In the ongoing series Children’s Games, initiated in 1999, Francis Alÿs portrays children engaging in play worldwide. This collection spans almost forty videos and provides an intimate yet political perspective on the universal connections drawn through games. The videos capture the ingenious ways children use everyday objects — like chairs, coins, and stones — as the basis for their imagination. Through the lens of creativity and an unspoken bond of camaraderie, these prosaic items are given new, symbolic significance.
In this video, Children’s Game #31: Slakken, a group of children gather for a snail racing game.
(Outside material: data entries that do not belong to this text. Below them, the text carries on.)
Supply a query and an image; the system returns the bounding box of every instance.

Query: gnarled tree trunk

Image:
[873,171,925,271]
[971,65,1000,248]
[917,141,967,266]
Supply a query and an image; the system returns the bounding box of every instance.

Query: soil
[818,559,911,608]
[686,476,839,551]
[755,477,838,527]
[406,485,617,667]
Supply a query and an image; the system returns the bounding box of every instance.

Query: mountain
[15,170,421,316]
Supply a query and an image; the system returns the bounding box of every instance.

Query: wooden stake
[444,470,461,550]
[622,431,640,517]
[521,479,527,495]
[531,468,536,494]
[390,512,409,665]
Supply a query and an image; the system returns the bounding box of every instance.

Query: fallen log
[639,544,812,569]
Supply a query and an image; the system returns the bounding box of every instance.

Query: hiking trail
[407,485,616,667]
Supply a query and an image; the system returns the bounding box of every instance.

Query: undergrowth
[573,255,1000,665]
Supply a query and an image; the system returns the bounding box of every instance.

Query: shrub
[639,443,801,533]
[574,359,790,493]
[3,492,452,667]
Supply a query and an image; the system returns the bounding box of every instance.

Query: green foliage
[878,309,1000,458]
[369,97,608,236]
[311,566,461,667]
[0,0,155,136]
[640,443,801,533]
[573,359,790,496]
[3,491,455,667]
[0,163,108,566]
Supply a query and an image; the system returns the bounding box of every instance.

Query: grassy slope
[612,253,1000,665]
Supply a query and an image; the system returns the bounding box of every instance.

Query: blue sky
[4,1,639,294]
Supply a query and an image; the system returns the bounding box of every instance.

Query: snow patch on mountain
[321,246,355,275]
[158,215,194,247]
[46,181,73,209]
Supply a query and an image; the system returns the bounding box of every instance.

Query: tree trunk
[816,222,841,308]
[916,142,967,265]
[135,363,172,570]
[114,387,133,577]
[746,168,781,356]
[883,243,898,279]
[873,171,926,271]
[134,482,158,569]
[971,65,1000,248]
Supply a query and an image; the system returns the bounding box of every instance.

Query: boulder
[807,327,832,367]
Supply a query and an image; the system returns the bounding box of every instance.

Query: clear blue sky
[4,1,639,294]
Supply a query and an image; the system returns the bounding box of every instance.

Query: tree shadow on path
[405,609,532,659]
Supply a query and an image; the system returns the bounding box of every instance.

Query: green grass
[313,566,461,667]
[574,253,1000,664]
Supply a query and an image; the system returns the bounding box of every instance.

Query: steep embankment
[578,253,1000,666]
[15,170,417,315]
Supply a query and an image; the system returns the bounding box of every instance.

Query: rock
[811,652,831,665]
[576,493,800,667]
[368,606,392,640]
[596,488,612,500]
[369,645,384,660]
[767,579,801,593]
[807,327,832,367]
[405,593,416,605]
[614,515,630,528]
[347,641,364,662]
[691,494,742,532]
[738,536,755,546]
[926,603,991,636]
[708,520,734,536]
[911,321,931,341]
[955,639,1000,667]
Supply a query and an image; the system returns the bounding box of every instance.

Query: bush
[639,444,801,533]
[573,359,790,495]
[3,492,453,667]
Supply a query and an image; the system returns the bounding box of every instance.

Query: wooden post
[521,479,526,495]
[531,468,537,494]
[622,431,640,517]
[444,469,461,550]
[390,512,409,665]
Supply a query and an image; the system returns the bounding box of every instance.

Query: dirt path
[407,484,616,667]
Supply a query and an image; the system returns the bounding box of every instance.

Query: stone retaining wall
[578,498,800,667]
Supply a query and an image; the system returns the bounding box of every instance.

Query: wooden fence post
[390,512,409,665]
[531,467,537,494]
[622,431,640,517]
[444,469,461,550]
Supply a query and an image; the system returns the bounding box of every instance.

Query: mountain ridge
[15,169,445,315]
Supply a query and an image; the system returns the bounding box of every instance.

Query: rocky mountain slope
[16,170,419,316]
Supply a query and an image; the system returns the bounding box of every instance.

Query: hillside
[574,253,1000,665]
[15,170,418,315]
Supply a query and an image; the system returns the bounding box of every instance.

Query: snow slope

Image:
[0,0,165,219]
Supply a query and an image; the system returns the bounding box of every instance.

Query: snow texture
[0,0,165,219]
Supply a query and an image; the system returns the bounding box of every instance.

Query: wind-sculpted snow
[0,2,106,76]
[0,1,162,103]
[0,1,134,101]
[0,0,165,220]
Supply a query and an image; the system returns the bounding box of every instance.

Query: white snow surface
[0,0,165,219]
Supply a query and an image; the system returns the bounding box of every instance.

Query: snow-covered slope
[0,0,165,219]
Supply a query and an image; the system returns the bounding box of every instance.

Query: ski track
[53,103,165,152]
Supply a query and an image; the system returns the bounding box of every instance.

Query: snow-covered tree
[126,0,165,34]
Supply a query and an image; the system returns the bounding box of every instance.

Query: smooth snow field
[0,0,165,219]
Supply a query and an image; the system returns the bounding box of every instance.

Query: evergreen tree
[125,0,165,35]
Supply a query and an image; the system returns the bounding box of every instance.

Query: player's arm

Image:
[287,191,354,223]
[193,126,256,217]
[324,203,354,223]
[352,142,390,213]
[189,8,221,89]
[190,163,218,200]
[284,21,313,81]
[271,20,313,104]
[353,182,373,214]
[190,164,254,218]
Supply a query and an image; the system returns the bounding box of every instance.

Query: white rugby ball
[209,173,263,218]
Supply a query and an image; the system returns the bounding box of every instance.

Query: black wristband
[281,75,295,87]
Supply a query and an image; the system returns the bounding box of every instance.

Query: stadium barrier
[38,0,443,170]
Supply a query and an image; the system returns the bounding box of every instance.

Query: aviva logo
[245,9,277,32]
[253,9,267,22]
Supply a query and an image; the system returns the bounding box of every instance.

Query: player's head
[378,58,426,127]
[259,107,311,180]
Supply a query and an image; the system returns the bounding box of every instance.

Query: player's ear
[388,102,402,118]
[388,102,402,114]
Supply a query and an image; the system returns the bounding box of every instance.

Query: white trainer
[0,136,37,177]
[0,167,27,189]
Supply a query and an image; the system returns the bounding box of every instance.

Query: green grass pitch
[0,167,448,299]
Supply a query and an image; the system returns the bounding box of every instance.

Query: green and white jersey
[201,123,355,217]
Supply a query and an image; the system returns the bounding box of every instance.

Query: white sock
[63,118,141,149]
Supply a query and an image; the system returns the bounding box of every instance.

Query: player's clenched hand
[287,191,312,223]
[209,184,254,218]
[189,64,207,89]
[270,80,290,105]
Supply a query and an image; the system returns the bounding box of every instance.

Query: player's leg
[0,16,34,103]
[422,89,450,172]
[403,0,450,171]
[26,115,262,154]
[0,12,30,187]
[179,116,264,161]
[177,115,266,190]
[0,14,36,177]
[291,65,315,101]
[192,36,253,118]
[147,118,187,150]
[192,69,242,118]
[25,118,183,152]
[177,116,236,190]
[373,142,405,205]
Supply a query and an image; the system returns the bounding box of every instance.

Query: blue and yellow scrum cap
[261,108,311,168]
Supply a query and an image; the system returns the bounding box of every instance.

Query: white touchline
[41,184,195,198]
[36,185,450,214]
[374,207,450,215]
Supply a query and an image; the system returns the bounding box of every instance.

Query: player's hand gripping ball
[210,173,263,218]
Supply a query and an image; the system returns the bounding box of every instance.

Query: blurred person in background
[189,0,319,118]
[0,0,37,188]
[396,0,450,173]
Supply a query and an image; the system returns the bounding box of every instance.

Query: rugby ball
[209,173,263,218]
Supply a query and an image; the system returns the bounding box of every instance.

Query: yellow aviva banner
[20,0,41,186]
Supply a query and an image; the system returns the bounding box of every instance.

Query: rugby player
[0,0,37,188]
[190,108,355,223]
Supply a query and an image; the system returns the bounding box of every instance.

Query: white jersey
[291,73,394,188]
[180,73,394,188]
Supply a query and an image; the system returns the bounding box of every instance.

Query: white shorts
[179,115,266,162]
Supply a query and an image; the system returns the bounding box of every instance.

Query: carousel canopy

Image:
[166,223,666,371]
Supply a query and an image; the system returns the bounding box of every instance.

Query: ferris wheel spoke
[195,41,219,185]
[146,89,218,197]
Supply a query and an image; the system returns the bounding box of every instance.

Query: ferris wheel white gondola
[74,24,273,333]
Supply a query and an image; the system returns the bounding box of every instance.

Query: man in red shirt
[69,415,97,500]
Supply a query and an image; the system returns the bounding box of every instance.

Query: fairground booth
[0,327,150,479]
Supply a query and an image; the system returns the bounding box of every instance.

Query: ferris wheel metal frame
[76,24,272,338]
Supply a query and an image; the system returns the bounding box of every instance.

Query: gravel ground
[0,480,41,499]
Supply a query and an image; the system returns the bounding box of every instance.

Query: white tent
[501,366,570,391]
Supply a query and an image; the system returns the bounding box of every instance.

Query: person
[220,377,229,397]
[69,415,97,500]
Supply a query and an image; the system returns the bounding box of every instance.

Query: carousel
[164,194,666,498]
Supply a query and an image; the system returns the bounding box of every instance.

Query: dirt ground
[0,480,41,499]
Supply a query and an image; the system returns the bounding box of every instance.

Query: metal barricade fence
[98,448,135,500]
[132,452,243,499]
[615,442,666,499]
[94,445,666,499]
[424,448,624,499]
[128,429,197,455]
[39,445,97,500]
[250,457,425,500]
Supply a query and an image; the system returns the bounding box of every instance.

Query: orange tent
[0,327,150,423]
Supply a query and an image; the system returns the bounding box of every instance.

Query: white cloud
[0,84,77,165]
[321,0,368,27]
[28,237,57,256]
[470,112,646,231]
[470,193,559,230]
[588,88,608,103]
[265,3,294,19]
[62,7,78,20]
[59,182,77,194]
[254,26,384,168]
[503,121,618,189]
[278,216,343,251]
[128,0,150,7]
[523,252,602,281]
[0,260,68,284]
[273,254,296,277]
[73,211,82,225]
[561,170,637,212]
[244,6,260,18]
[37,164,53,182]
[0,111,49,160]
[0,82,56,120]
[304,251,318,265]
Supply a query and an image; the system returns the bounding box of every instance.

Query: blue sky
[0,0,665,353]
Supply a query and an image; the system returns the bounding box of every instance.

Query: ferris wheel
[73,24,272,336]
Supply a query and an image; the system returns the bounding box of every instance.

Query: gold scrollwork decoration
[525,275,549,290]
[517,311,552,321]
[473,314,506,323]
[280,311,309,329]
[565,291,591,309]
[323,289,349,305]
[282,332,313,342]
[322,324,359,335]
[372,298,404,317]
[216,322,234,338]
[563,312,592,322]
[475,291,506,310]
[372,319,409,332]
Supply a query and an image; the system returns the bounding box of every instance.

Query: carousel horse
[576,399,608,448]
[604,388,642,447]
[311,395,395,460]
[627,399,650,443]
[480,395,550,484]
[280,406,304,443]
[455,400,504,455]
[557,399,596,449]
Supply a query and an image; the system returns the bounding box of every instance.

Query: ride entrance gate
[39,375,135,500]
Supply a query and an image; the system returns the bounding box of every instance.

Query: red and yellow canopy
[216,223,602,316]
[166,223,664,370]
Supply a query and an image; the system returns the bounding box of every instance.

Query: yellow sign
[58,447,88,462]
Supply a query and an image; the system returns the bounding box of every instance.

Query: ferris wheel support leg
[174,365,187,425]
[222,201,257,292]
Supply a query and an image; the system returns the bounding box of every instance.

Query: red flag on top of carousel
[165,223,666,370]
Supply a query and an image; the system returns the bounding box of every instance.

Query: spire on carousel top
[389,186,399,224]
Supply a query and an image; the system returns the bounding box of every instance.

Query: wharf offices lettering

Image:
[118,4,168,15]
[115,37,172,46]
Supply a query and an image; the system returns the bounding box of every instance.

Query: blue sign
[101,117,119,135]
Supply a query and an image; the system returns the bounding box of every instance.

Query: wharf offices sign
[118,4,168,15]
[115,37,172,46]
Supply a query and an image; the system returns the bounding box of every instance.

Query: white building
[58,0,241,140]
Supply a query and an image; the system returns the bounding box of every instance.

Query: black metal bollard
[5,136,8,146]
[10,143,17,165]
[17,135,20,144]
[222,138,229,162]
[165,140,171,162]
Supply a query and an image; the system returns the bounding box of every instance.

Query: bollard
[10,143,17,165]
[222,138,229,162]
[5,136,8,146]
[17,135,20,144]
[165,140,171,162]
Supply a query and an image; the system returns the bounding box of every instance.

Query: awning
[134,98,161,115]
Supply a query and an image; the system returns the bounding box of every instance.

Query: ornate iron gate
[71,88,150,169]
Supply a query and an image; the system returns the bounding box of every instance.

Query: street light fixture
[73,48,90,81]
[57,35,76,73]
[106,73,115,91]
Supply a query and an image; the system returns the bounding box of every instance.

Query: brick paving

“The work suggests a nod to German Romantic philosopher Friedrich Schiller and his idea of the redeeming quality of play, which, for him, meant enjoying the liberty of acting without necessity and duty: “for man [...] plays only where he is man in the full meaning of the word, and he is fully man only where he plays.”
Andreas Schlaegel
“Whereas adults are more likely to use speech to process experiences - whereas adults speak -, children play to assimilate the realities they encounter. Their games mimic, mock or defy the rules of the adult society that surrounds them. The act of playing can also help them to cope with traumatic experiences such as those of war by creating a simulacrum of the real and turning the dramatic circumstances around them into a more fictional, ludic world. But the magical thing about a child’s game is that it holds no secrets, “it’s all there is”. We as adults should be faithful to the children we were; remember and trust that moment, the most precious one of our existence.”